Europe 1 : Est-ce que vous pensez que l’Europe a fait des progrès. L’Europe s’est comportée, cette année, comme elle ne s’est jamais comportée il y a huit à dix ans. C’est-à-dire qu’elle est, semble-t-il, un peu plus organisée. En tout cas, elle n’a pas laissé faire un dictateur. Est-ce que pour vous c’est un progrès ?
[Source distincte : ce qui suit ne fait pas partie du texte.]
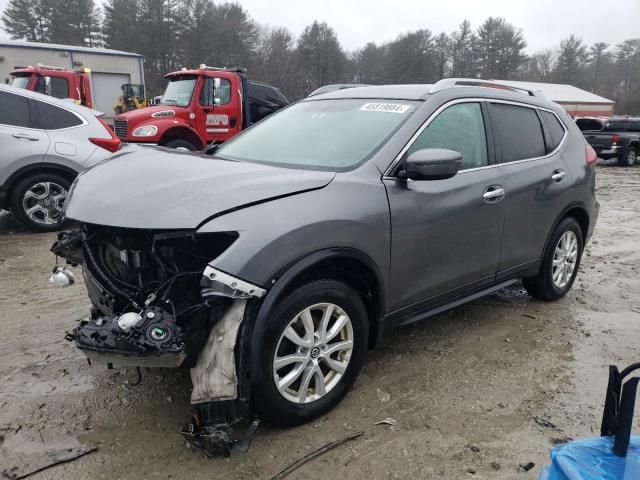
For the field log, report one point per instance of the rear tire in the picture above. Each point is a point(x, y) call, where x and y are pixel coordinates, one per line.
point(180, 144)
point(285, 405)
point(559, 265)
point(630, 159)
point(37, 201)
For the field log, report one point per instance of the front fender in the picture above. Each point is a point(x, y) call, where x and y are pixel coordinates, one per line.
point(276, 234)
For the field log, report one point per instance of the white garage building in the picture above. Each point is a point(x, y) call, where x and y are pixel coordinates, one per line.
point(577, 102)
point(109, 68)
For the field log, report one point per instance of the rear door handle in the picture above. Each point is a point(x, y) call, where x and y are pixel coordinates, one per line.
point(25, 136)
point(493, 193)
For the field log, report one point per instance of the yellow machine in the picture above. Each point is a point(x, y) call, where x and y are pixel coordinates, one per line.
point(132, 98)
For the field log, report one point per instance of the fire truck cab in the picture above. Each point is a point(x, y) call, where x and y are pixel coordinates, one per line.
point(200, 107)
point(56, 82)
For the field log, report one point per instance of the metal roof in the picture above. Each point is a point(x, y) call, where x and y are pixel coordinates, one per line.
point(560, 93)
point(66, 48)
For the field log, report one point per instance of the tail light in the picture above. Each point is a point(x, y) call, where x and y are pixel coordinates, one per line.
point(590, 154)
point(111, 144)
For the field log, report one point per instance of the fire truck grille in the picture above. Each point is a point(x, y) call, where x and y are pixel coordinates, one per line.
point(121, 127)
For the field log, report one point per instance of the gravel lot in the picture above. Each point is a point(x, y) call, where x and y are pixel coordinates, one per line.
point(465, 387)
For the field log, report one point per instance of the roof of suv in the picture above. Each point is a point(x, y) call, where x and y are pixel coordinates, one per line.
point(479, 87)
point(66, 103)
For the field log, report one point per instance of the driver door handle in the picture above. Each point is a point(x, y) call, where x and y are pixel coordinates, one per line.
point(493, 193)
point(25, 136)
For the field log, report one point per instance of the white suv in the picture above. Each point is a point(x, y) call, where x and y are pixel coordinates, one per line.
point(45, 143)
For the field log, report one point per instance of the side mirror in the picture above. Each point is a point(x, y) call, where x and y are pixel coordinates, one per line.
point(431, 164)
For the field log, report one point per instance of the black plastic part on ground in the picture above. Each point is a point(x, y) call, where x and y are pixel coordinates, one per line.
point(617, 417)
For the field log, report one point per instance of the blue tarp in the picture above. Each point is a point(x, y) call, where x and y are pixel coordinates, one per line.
point(593, 459)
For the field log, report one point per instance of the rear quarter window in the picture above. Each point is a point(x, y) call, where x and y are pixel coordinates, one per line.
point(55, 118)
point(554, 127)
point(14, 110)
point(519, 131)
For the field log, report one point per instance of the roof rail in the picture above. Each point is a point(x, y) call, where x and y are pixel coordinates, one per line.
point(49, 67)
point(232, 69)
point(477, 82)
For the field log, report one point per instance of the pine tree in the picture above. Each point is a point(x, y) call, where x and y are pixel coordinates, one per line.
point(572, 58)
point(26, 20)
point(321, 57)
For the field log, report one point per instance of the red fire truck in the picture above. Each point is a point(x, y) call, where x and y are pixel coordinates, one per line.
point(200, 107)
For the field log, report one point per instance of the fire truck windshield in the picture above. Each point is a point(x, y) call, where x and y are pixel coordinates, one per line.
point(179, 91)
point(21, 81)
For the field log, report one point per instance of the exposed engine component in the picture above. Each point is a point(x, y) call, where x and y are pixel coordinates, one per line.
point(61, 277)
point(157, 302)
point(153, 334)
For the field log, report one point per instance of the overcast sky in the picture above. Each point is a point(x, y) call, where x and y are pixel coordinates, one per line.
point(543, 22)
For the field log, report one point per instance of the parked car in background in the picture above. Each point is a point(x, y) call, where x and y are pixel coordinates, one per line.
point(590, 123)
point(618, 138)
point(318, 228)
point(45, 143)
point(201, 107)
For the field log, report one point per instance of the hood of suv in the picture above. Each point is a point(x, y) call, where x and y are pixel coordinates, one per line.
point(156, 188)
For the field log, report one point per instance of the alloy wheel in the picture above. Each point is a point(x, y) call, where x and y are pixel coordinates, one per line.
point(565, 257)
point(313, 353)
point(43, 202)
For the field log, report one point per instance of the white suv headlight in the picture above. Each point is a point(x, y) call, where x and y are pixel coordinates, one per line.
point(146, 131)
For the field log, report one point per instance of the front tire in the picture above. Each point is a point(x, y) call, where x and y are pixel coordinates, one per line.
point(560, 263)
point(314, 347)
point(630, 159)
point(38, 200)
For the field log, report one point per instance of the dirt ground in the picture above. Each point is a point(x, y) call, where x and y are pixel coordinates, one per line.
point(465, 387)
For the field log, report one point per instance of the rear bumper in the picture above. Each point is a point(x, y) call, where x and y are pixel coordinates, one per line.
point(609, 152)
point(4, 198)
point(592, 223)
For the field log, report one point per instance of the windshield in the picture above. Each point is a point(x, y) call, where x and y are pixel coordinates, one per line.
point(21, 81)
point(320, 135)
point(622, 125)
point(179, 91)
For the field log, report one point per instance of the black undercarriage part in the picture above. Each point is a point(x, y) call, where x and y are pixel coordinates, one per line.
point(151, 337)
point(210, 428)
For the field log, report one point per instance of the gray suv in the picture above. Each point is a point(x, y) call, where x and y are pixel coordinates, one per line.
point(271, 266)
point(45, 143)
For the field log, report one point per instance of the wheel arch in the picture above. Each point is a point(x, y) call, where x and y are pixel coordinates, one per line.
point(183, 132)
point(575, 210)
point(349, 265)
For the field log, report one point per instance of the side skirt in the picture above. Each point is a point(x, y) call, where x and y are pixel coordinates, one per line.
point(451, 304)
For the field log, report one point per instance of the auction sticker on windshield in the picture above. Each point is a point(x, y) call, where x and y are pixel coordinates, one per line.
point(385, 107)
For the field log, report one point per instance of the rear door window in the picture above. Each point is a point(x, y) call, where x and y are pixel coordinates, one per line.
point(519, 131)
point(14, 110)
point(459, 127)
point(55, 118)
point(555, 128)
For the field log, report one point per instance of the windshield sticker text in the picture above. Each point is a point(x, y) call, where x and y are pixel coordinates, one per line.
point(385, 107)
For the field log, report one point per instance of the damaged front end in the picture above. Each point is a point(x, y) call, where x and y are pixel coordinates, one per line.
point(156, 302)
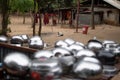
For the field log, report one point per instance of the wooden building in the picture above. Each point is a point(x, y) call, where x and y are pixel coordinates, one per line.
point(106, 11)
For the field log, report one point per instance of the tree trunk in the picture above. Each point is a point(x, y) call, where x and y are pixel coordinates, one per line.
point(24, 16)
point(92, 15)
point(5, 15)
point(33, 24)
point(40, 26)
Charles Pasqua : Ce n’est pas l’Europe.

Europe 1 : C’est un progrès de l’Europe, peut-être politique, et, un jour ou l’autre, de l’Europe avec une défense intégrée…

Charles Pasqua : Ce que je constate, c’est que, dans cette affaire, l’absence de défense européenne, l’absence de politique de défense européenne et d’organisation européenne indépendante s’est fait cruellement sentir. En réalité, nous sommes dans l’OTAN. C’est le président Clinton qui nous annonce depuis New York les décisions qui sont prises. Dans cette affaire, nous sommes directement à la remorque des décisions prises par les États-Unis.

Europe 1 : Vous voudriez qu’il y ait un sommet des européens, très vite ?

Charles Pasqua :
Il me semble que ce serait la moindre des choses, et qu’ensuite on rende compte aux opinions publiques.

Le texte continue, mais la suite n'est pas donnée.